Netanyahu's office released a scathing statement, lambasting the U.S. abstention as a blatant betrayal of longstanding mutual principles at the Security Council, effectively accusing the United States of deserting its unwavering support for Israel in its hour of need. The statement highlighted, with palpable disappointment and indignation, that the change in the U.S. position prompted Netanyahu to keep the delegation in Israel, in a clear sign of protest and disillusionment.

The Israeli delegation, which was poised to engage in critical discussions concerning the conflict in Gaza, found itself grounded. The stakes could not have been higher as Israeli forces were at the brink of advancing into Rafah, a southern Gaza city teeming with over a million Palestinian refugees caught in the crossfire.

The White House, caught off-guard by Israel's decision, expressed deep regret through national security spokesperson John Kirby, who lamented the missed opportunity for a comprehensive dialogue on viable peace strategies. Despite the presence of Israeli Defense Minister Yoav Gallant in Washington, set to meet with Defense Secretary Lloyd Austin, the rift between the Biden administration and Israel has only widened.

This rift has been exacerbated by the administration's perceived endorsement of the Hamas narrative, especially regarding the casualties of the conflict. The controversial U.N. resolution places undue blame on Israel, conspicuously omitting the genesis of the conflict, including the horrific October 7th invasion by Hamas, which led to the tragic loss of over 1,200 Israeli lives through acts of violence and terror, not to mention the ongoing agony of more than 140 hostages still languishing in Gaza.

Netanyahu's office condemned the resolution for emboldening Hamas with the prospect of international pressure facilitating a ceasefire without the liberation of Israeli hostages. This, despite the U.S. abstaining from the vote under the guise of supporting hostage release and a humanitarian ceasefire, has been seen as a stark deviation from a firm stance against Hamas and a disregard for the profound suffering of Gaza's civilians.

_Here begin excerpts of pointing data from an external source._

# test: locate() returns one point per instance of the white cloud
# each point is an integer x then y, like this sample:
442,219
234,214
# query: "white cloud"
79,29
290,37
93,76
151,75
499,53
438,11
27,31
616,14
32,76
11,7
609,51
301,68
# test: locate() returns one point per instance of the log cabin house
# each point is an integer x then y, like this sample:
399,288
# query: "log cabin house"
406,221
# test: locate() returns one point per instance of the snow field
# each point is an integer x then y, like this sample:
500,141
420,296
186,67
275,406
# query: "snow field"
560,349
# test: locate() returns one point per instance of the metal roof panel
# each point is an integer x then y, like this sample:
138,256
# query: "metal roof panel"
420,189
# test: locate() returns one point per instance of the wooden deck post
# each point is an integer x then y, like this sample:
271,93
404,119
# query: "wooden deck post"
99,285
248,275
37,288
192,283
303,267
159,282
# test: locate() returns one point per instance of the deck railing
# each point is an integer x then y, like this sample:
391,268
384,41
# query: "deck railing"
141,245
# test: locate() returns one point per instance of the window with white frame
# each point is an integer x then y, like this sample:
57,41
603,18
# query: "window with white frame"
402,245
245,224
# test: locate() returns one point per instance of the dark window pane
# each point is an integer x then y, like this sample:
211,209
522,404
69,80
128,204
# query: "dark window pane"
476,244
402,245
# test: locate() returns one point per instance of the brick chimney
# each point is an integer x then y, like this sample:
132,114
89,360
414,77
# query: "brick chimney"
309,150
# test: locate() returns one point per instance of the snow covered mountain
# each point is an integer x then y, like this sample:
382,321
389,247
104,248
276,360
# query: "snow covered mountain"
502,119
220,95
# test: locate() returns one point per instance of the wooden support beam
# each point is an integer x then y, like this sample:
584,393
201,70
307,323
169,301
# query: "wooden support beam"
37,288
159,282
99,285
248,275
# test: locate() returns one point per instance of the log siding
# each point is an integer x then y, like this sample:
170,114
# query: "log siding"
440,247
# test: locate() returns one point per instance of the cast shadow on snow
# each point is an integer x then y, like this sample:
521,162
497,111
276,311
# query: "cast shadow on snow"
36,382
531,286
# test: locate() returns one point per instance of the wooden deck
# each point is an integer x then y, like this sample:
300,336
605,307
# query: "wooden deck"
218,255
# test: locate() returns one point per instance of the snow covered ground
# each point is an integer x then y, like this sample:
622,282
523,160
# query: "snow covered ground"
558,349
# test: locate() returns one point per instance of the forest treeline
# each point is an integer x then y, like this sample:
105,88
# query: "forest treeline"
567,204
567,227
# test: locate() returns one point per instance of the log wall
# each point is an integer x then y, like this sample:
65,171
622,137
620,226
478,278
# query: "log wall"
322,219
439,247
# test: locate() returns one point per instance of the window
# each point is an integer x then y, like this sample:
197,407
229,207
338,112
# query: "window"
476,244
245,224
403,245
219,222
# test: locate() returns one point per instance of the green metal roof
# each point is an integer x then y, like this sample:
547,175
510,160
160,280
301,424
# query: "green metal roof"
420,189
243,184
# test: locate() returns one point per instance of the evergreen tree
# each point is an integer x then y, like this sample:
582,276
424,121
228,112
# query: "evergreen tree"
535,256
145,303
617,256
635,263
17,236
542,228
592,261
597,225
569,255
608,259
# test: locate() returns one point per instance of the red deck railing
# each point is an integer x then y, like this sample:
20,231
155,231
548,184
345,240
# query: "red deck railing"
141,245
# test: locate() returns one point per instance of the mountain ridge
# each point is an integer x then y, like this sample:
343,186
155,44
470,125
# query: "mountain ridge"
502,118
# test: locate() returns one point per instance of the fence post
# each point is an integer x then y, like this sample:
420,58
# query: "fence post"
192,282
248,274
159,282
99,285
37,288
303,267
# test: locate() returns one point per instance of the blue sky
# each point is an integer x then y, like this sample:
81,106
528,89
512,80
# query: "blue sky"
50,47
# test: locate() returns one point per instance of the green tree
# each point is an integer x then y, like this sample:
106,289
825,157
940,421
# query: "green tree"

The Biden administration's abstention has been perceived as a critical misstep, a crossing of a red line previously outlined by Netanyahu, signaling a troubling departure from a unified front against terrorism. The resolution's passage, amid escalating tensions between the U.S. and Israel, has stirred concerns over the durability of their longstanding alliance, especially in light of Biden's humanitarian worries about Gaza.

This episode marks a pivotal moment, highlighting the complex and fraught dynamics of international diplomacy, the intricacies of the Israeli-Palestinian conflict, and the delicate balance of global power relations, as the world watches with bated breath.